Earlier this week, in the wake of the Westminster terrorist attack, Rudd became the latest state official to blame encrypted messaging services like WhatsApp for ostensibly facilitating terrorist attacks. Meanwhile, yesterday the EU promised to put forward tough new rules on encrypted messaging in June. We. have. been. here. before.
As with earlier attempts by the UK and other governments to crack down on encrypted messaging apps, Rudd’s proposal to force technology companies to give the police and intelligence agencies access to end-to-end encrypted messages is misguided, ineffective, and dangerous – and risks undermining the rights of us all.
There is little good that can come out of Rudd’s attack on end-to-end encryption, the particular technology used by WhatsApp and several other messaging apps. With end-to-end encrypted communications, no other party except the people in the conversation – not even the company providing the service - can see the content of messages.
Although on the face of it, it sounds reasonable to ask companies to surrender the communications of terrorists, in reality this is impossible without compromising the security and rights of all of the users of these services.
End-to-end encryption is an effective method of securing communications, including sensitive personal data, from falling into the wrong hands. There is consensus within the tech community that there is no way to put in place a system of special access (referred to as a ‘backdoor’) to encrypted messages that could only be used by the intended state authorities. A door is a door is a door. If a backdoor exists, you have to assume that others – be they criminals, hackers, or other governments – will also figure out how to access the information.
It is also now widely recognised that encryption is a vital enabler of human rights, in particular the rights to privacy and to freedom of expression and opinion. Encrypting our information helps to create a “zone of privacy” online within which we are free to express our beliefs and ideas without fear of interference. Activists around the world rely on encryption to protect themselves from persecution.
Measures to weaken encryption on popular commercial services would only serve to undermine the human rights and information security of all the ordinary people using them – and would still not stop people intending to commit criminal or terrorist acts from using end-to-end encryption.
The widespread accessibility of encryption tools across the world means that it will be near impossible to prevent terrorist and criminal groups from using encryption in their communications.

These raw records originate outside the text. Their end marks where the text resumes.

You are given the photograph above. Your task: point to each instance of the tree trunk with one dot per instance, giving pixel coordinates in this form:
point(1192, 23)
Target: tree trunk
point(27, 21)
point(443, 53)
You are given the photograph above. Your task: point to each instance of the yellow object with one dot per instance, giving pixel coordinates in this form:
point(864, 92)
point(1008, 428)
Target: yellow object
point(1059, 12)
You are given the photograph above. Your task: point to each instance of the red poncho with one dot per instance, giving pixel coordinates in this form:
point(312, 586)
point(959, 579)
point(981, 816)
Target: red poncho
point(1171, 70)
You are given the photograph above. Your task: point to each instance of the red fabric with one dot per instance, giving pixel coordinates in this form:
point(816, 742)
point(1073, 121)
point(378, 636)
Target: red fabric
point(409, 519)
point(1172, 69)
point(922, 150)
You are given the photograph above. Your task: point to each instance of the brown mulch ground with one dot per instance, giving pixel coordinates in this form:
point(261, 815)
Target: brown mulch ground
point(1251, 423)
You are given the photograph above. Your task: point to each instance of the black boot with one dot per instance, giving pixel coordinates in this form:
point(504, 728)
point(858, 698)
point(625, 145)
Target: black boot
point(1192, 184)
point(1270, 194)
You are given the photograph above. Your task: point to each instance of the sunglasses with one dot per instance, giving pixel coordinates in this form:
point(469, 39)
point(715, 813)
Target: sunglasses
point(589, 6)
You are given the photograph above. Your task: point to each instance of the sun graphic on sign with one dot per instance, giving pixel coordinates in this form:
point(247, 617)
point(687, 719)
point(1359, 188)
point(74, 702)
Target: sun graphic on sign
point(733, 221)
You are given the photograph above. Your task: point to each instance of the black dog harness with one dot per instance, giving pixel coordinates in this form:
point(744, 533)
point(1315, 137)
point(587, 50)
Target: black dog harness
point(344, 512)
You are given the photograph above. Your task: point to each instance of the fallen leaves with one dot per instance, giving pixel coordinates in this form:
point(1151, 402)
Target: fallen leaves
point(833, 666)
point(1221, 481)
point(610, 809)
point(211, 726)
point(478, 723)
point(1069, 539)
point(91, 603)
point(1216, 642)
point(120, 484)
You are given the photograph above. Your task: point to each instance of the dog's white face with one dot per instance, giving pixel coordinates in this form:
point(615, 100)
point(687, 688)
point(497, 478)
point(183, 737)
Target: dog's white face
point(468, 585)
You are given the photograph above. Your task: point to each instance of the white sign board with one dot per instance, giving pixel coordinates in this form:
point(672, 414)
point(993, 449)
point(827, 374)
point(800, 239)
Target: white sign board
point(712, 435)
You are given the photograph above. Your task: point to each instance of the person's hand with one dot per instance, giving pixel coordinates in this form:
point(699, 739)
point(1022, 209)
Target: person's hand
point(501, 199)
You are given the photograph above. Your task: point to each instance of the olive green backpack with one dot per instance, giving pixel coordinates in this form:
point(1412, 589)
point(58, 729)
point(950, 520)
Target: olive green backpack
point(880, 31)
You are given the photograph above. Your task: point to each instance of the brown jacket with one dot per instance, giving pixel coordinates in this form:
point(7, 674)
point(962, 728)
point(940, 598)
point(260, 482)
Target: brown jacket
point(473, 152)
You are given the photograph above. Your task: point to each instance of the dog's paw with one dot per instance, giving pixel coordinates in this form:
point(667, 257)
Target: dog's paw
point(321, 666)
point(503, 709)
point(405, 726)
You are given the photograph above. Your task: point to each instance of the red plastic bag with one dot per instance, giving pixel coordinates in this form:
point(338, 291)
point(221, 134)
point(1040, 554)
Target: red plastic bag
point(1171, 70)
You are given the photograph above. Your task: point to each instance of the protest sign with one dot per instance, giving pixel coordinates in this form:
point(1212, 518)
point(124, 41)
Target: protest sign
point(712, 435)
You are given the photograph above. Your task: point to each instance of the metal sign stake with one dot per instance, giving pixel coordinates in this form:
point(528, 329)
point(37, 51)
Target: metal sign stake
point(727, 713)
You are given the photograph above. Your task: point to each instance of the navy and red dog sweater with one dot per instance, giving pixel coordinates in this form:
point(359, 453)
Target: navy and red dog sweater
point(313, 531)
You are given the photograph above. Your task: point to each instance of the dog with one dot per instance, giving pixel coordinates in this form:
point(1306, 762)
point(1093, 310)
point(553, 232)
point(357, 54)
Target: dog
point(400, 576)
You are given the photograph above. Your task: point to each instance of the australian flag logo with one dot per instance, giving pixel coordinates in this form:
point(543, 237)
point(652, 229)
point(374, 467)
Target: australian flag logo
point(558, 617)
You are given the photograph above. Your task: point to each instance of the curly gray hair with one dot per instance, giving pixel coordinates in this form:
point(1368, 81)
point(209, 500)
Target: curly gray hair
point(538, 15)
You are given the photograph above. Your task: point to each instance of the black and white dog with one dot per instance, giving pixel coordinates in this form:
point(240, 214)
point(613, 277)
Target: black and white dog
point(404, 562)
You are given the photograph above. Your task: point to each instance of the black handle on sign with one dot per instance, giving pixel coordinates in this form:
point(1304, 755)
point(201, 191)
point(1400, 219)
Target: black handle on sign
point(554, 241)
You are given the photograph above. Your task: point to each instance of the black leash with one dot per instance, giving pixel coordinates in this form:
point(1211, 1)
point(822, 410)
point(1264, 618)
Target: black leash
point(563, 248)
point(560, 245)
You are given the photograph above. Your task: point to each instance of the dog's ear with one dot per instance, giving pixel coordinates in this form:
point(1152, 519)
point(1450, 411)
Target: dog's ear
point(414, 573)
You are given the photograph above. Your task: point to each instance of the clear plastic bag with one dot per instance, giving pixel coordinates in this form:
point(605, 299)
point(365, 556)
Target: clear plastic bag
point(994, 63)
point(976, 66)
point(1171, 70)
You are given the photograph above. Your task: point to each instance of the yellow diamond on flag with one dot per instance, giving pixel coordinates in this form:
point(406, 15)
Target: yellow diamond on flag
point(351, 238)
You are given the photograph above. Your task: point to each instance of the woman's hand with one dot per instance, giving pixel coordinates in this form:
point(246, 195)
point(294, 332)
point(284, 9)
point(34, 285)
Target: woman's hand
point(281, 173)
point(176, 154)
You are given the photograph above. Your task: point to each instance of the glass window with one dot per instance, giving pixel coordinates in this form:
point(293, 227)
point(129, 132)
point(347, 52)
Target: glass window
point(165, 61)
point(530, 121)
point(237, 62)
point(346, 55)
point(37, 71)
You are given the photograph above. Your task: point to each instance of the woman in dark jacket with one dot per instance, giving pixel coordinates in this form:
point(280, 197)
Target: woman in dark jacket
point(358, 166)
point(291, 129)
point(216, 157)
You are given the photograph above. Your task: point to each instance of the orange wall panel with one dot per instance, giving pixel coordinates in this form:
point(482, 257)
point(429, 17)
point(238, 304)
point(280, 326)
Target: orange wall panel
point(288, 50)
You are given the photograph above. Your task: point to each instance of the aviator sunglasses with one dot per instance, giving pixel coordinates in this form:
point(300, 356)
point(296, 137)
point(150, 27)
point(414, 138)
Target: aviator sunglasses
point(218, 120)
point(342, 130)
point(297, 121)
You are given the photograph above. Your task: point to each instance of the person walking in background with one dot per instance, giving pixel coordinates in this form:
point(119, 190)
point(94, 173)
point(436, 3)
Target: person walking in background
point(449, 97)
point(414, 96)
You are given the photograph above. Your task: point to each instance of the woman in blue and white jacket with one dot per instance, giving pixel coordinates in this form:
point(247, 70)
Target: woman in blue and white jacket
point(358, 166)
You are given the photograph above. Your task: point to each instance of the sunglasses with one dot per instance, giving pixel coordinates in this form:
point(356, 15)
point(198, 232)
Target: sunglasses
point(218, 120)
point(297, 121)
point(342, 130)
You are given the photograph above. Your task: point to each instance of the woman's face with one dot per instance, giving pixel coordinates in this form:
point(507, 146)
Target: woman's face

Only 1 out of 9 apps reportedly identified as “safe” or “safest” by the armed group that calls itself the Islamic State is not open source, meaning that the majority are freely available online and would not be affected by regulation in one jurisdiction.
Moreover, it is critical to understand the context in which end-to-end encryption is being more and more widely introduced by companies. We live in a golden age of mass surveillance. In December last year, the UK adopted the Investigatory Powers Act, one of the world’s most far-reaching pieces of electronic surveillance legislation. Not only did it give government agencies access to huge personal data sets but also allowed them to undertake surveillance and hacking at a mass scale.
Existing surveillance powers in the UK are already incredibly broad, and contrary to human rights in and of themselves. Worse still, we know very little about how these powers are used. But what we do know should give us pause.
We know, for instance, that the UK government has spied on Amnesty International. We know they have spied on confidential lawyer-client communications. We know that the government acted unlawfully in its data sharing arrangements with the USA.
Human rights law does not prevent surveillance, provided it is carried out for a legitimate purpose, subject to adequate safeguards and oversight and, importantly, based on individualised reasonable suspicion of wrongdoing. In short, surveillance must be targeted.
End-to-end encryption limits but does not prevent this sort of legitimate, targeted surveillance. The widespread adoption of end-to-end encrypted messaging apps does, however, make the kind of untargeted, and unlawful, mass surveillance programs uncovered by Edward Snowden much more difficult.
Terrorist attacks that deliberately maim and kill bystanders at random are an attack on all of our human rights. Preventing these sorts of acts, and bringing perpetrators to justice, are challenges that demand a strong and coherent response from government, industry and civil society.
But we must resist the impulse to chase seemingly ‘easy’ solutions whose impacts are likely illusory and whose downsides are immense. Weakening encryption on WhatsApp and others services only weakens security for all of us, rather than enhancing it.